Dans le cas des protéines, une séquence peut adopter des conformations extrêmement nombreuses. Les algorithmes aident à classer, estimer et proposer des structures plausibles. Pour les scientifiques, cela peut raccourcir le chemin entre une question initiale et l’expérience à réaliser. Une équipe peut, par exemple, utiliser une prédiction pour formuler une hypothèse sur une interaction moléculaire, puis la tester au laboratoire.
Cette accélération ne dispense pas de prudence. Une structure prédite reste un résultat informatique qui doit être interprété selon son niveau de confiance et confronté, lorsque cela est nécessaire, à des mesures expérimentales. Connaître la forme supposée d’une protéine ne permet pas non plus, à elle seule, de déduire toutes ses fonctions biologiques ni d’assurer qu’une piste deviendra un médicament.
Le même principe vaut pour les réseaux neuronaux en général. Ils peuvent produire des résultats très performants à partir des données sur lesquelles ils ont appris, mais ils ne rendent pas toujours leur raisonnement facile à expliquer. En science, la performance d’un modèle ne remplace ni la reproductibilité, ni la qualité des données, ni l’examen critique par des chercheurs.
Pourquoi cette reconnaissance compte pour la recherche
Les Nobel 2024 donnent une visibilité rare à une transformation déjà engagée dans de nombreuses disciplines. L’intelligence artificielle est utilisée pour analyser de vastes jeux de données, repérer des corrélations, simuler des systèmes complexes ou suggérer des candidats prometteurs. En physique, en chimie et en biologie, elle modifie progressivement la manière de poser certaines questions.
Cette évolution ne signifie pas que tous les problèmes scientifiques sont désormais accessibles à un modèle. Les systèmes d’IA dépendent de données fiables et suffisamment riches. Ils nécessitent aussi une puissance de calcul importante, ce qui peut renforcer l’avantage des grandes organisations disposant d’infrastructures et de jeux de données conséquents. Les résultats doivent enfin pouvoir être discutés, reproduits et, autant que possible, compris par la communauté scientifique.

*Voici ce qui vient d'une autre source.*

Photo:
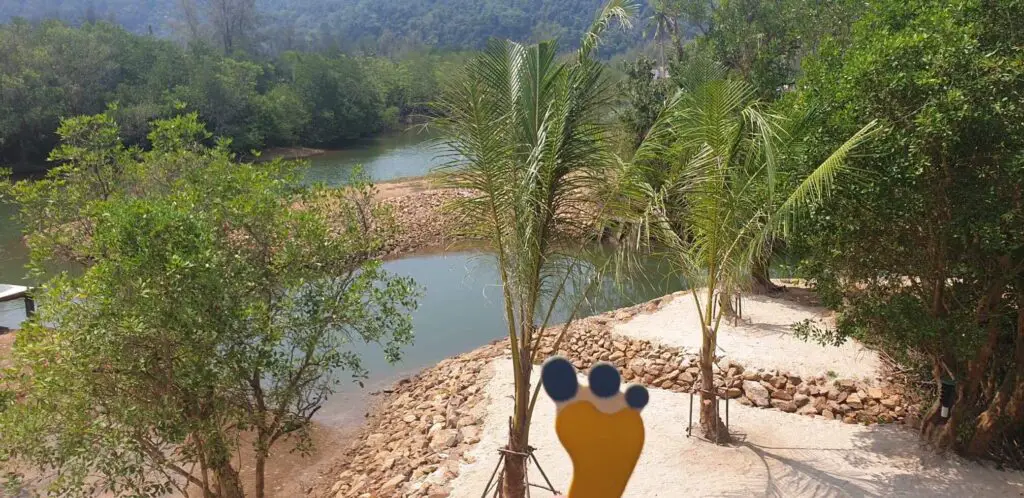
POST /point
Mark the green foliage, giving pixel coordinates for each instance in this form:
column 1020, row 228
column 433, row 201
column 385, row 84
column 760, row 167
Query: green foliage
column 716, row 194
column 216, row 298
column 762, row 42
column 933, row 241
column 52, row 71
column 528, row 140
column 378, row 27
column 645, row 97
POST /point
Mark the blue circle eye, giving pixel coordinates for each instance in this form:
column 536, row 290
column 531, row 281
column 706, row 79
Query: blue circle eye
column 637, row 397
column 558, row 377
column 604, row 380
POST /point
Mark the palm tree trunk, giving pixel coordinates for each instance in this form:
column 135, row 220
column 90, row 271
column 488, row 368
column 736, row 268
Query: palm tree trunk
column 514, row 479
column 762, row 280
column 711, row 423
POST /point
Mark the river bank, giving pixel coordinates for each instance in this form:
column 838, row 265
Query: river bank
column 428, row 430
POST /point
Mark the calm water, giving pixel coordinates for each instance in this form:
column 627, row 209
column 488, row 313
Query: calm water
column 461, row 310
column 383, row 158
column 460, row 306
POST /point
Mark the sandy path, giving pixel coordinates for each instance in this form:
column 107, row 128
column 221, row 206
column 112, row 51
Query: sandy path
column 778, row 454
column 763, row 339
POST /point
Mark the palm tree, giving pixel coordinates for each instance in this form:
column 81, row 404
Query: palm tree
column 526, row 135
column 722, row 199
column 665, row 22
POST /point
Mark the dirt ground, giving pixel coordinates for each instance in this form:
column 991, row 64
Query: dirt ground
column 775, row 454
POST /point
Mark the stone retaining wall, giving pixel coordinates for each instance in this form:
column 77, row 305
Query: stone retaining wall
column 421, row 433
column 672, row 368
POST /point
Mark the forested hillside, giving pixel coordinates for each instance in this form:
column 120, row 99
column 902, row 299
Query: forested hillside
column 377, row 26
column 52, row 71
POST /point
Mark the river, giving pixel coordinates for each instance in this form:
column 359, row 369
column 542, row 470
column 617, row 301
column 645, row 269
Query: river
column 459, row 309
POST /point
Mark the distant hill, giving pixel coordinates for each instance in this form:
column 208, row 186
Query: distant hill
column 374, row 25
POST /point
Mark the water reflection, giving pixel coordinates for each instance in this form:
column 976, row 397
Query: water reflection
column 461, row 309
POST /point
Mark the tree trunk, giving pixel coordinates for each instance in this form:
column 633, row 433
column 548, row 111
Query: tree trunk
column 228, row 483
column 711, row 423
column 260, row 474
column 762, row 280
column 514, row 478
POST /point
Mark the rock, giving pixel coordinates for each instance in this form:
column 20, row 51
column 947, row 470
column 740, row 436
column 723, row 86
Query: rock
column 470, row 434
column 808, row 410
column 443, row 439
column 757, row 393
column 393, row 482
column 875, row 392
column 376, row 440
column 785, row 406
column 778, row 382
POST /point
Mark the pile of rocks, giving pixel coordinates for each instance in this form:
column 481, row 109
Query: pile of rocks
column 675, row 369
column 422, row 224
column 421, row 433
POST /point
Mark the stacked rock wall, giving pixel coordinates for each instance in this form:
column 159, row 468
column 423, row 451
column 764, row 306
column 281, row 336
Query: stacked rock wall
column 422, row 431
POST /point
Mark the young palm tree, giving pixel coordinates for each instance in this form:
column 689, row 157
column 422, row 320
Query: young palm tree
column 722, row 198
column 526, row 135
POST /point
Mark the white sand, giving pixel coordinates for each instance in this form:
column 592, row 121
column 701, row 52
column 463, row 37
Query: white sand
column 778, row 455
column 763, row 339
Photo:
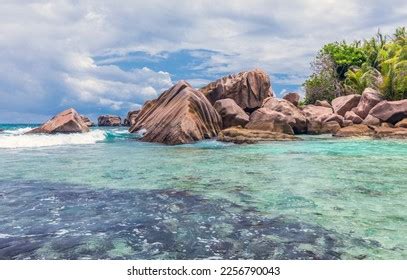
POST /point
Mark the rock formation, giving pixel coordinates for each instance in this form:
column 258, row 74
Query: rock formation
column 269, row 120
column 369, row 99
column 294, row 116
column 247, row 89
column 109, row 120
column 179, row 115
column 231, row 113
column 292, row 97
column 68, row 121
column 390, row 111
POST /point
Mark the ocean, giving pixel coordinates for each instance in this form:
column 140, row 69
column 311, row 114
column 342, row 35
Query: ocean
column 106, row 195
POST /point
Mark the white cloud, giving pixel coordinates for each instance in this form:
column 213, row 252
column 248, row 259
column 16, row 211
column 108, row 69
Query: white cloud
column 46, row 47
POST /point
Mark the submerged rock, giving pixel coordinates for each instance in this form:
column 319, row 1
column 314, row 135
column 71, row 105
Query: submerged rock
column 293, row 115
column 68, row 121
column 250, row 136
column 179, row 115
column 231, row 113
column 357, row 130
column 131, row 118
column 343, row 104
column 370, row 97
column 292, row 97
column 109, row 120
column 390, row 111
column 269, row 120
column 248, row 89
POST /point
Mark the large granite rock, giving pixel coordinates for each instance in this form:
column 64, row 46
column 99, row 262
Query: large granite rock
column 247, row 89
column 131, row 118
column 292, row 97
column 294, row 116
column 370, row 97
column 269, row 120
column 231, row 113
column 357, row 130
column 370, row 120
column 343, row 104
column 390, row 111
column 87, row 121
column 323, row 103
column 350, row 115
column 179, row 115
column 68, row 121
column 402, row 124
column 109, row 120
column 240, row 135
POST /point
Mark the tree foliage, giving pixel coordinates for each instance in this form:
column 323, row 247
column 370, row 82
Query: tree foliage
column 342, row 68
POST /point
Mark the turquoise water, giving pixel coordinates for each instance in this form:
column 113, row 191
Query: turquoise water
column 104, row 194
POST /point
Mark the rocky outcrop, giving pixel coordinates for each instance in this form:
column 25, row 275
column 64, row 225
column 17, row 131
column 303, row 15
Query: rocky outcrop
column 68, row 121
column 109, row 120
column 269, row 120
column 350, row 115
column 357, row 130
column 179, row 115
column 231, row 113
column 370, row 120
column 390, row 111
column 369, row 99
column 323, row 103
column 292, row 97
column 402, row 124
column 247, row 89
column 87, row 121
column 250, row 136
column 131, row 118
column 343, row 104
column 293, row 115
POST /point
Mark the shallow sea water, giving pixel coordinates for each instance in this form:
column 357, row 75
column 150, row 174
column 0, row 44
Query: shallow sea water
column 106, row 195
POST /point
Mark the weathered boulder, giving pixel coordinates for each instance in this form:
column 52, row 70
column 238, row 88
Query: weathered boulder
column 370, row 120
column 292, row 97
column 336, row 118
column 343, row 104
column 402, row 124
column 87, row 121
column 269, row 120
column 179, row 115
column 370, row 97
column 231, row 113
column 248, row 89
column 68, row 121
column 350, row 115
column 390, row 132
column 390, row 111
column 109, row 120
column 131, row 118
column 357, row 130
column 240, row 135
column 294, row 116
column 323, row 103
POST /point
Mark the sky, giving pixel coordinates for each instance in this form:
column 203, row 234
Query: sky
column 111, row 56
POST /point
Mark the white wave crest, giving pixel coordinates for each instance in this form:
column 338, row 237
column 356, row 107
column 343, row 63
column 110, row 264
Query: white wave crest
column 46, row 140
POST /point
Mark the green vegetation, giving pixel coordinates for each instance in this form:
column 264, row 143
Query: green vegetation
column 343, row 68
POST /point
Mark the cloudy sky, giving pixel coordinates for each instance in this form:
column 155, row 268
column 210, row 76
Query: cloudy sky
column 110, row 56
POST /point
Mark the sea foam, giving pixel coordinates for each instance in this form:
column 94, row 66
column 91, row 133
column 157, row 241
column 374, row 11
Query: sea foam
column 20, row 140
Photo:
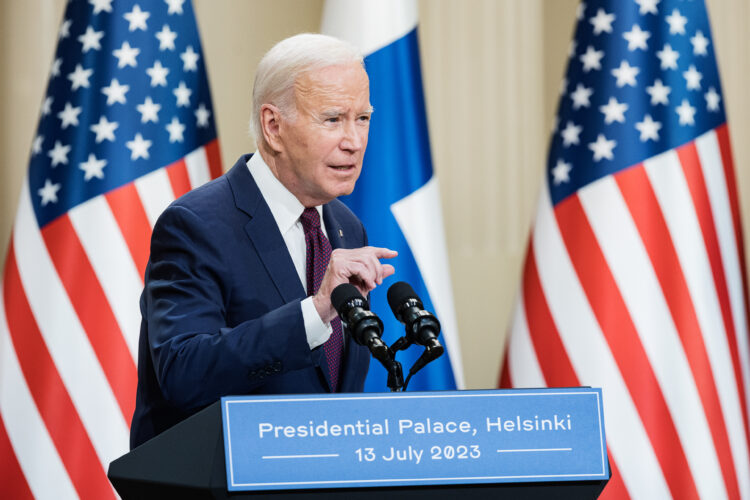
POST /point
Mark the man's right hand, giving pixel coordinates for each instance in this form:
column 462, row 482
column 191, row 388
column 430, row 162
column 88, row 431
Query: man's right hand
column 359, row 266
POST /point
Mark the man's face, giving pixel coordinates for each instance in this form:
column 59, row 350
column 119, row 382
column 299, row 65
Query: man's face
column 325, row 143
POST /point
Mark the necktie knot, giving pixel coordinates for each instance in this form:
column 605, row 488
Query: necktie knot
column 310, row 219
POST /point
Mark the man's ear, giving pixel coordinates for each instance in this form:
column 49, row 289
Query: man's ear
column 270, row 122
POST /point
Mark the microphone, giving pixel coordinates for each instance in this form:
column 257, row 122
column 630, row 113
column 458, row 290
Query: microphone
column 364, row 325
column 422, row 327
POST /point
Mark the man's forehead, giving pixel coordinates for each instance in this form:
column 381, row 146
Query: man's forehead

La distinction de Hopfield et Hinton rappelle également que les frontières entre disciplines sont poreuses. Des idées élaborées à partir de concepts physiques ont contribué à l’apprentissage automatique. À son tour, cet apprentissage automatique apporte des outils à la chimie et à la biologie. Le Nobel ne transforme donc pas la physique en simple prétexte pour parler d’IA : il met en lumière une circulation féconde des méthodes entre domaines scientifiques.
Des questions éthiques et scientifiques qui demeurent
La reconnaissance de l’IA par le Nobel nourrit aussi des interrogations légitimes. Plus les outils algorithmiques influencent le choix des hypothèses, plus il devient important de documenter leurs limites, leurs données d’entraînement et leurs conditions d’utilisation. La recherche a besoin de résultats robustes, mais aussi de méthodes qui puissent être évaluées par d’autres équipes.
Plusieurs points méritent une attention particulière :
- la qualité et la représentativité des bases de données utilisées pour entraîner les modèles ;
- la possibilité pour les chercheurs de vérifier ou de reproduire les résultats ;
- la transparence sur les incertitudes associées aux prédictions ;
- l’accès aux ressources de calcul et aux outils, qui ne doit pas être réservé à un petit nombre d’acteurs.
Ces enjeux ne diminuent pas la portée des travaux récompensés. Ils rappellent plutôt que l’adoption d’un outil puissant dans la recherche doit aller de pair avec des règles de rigueur renforcées. La science assistée par IA sera d’autant plus utile qu’elle restera capable de rendre compte de ses méthodes, de ses marges d’erreur et de ses validations.
Ce qu’il faut surveiller après les Nobel 2024
La leçon principale de ces prix est moins l’idée d’une IA devenue chercheuse autonome que celle d’une recherche équipée de nouveaux instruments. Les prochaines avancées dépendront de la capacité à combiner des modèles performants, des données de qualité, des expériences bien conçues et l’expertise de scientifiques capables d’interpréter les résultats.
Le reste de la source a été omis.